Table of Contents
- 1 Why correlated features affects performance in Naive Bayes?
- 2 Why does Naive Bayes work well with many features?
- 3 What is the correlate assumption for a Naive Bayes classifier?
- 4 How does a Naive Bayes classifier work?
- 5 Why is naive Bayes less accurate?
- 6 What makes naive Bayes classification so naive?
- 7 What is naive Bayes classification?
- 8 When to use naive Bayes?
The performance of Naive Bayes can degrade if the data contains highly correlated features. This is because the highly correlated features are voted for twice in the model, over inflating their importance.
Why does Naive Bayes work well with many features?
Because of the class independence assumption, naive Bayes classifiers can quickly learn to use high dimensional features with limited training data compared to more sophisticated methods. This can be useful in situations where the dataset is small compared to the number of features, such as images or texts.
Does Multicollinearity affect Naive Bayes?
Answer: Multi collinearity is a condition when two or more variables carry almost the same information. So, multi collinearity does not affect the Naive Bayes.
What is the correlate assumption for a Naive Bayes classifier?
Naive Bayes Classifier belongs to the family of probabilistic classifiers and is based on Bayes’ theorem. It is based on the assumption that the presence of one feature in a class is independent to the other feature present in the same class.
How does a Naive Bayes classifier work?
The Naive Bayes classifier works on the principle of conditional probability, as given by the Bayes theorem. While calculating the math on probability, we usually denote probability as P. Some of the probabilities in this event would be as follows: The probability of getting two heads = 1/4.
Why is Naive Bayes less accurate?
The assumption that all features are independent is not usually the case in real life so it makes naive bayes algorithm less accurate than complicated algorithms.
Why is naive Bayes less accurate?
What makes naive Bayes classification so naive?
What’s so naive about naive Bayes’? Naive Bayes (NB) is ‘naive’ because it makes the assumption that features of a measurement are independent of each other. This is naive because it is (almost) never true. Here is why NB works anyway. NB is a very intuitive classification algorithm.
Why is naive Bayes classification called naive?
Naive Bayesian classification is called naive because it assumes class conditional independence. That is, the effect of an attribute value on a given class is independent of the values of the other attributes.

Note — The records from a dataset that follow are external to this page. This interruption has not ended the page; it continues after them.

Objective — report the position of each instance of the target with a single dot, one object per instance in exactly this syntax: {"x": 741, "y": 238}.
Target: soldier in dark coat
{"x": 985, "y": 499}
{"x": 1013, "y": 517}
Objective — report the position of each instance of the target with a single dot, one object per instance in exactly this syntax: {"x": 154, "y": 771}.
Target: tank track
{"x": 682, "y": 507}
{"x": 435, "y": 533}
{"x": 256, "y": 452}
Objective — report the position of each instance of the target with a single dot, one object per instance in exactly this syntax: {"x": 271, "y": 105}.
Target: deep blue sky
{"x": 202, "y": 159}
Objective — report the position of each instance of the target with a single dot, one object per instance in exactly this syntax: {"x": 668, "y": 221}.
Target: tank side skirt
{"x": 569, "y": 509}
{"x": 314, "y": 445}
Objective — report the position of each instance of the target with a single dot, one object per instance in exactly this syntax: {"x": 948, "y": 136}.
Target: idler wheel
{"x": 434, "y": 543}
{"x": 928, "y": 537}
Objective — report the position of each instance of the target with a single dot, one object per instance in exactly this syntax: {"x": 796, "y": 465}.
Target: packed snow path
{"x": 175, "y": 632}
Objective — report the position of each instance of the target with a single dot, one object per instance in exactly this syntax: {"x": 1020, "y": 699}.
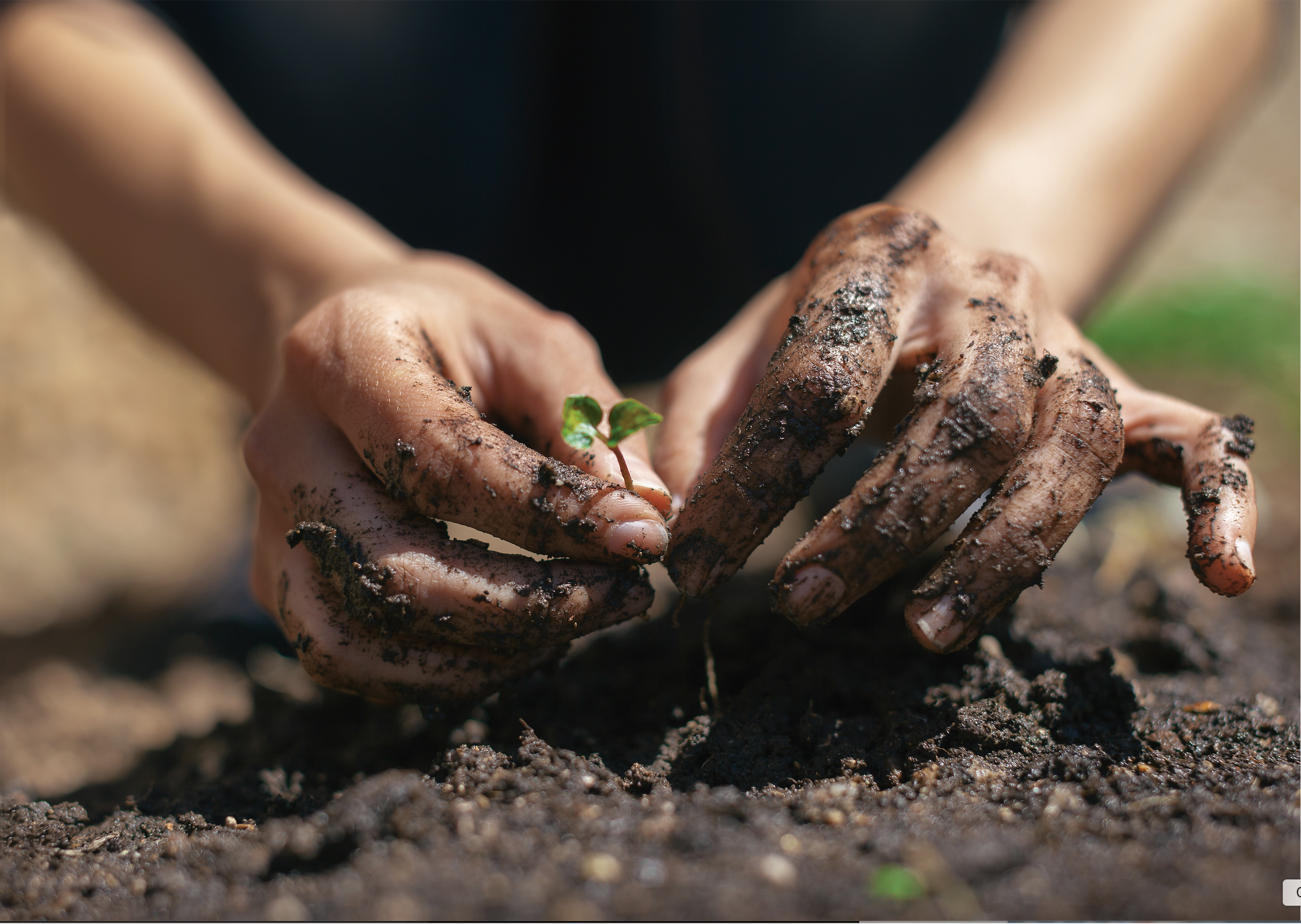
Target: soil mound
{"x": 1093, "y": 756}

What is naive Bayes classification?
A naive Bayes classifier is an algorithm that uses Bayes’ theorem to classify objects. Naive Bayes classifiers assume strong, or naive, independence between attributes of data points. Popular uses of naive Bayes classifiers include spam filters, text analysis and medical diagnosis.
When to use naive Bayes?
Usually Multinomial Naive Bayes is used when the multiple occurrences of the words matter a lot in the classification problem. Such an example is when we try to perform Topic Classification. The Binarized Multinomial Naive Bayes is used when the frequencies of the words don’t play a key role in our classification.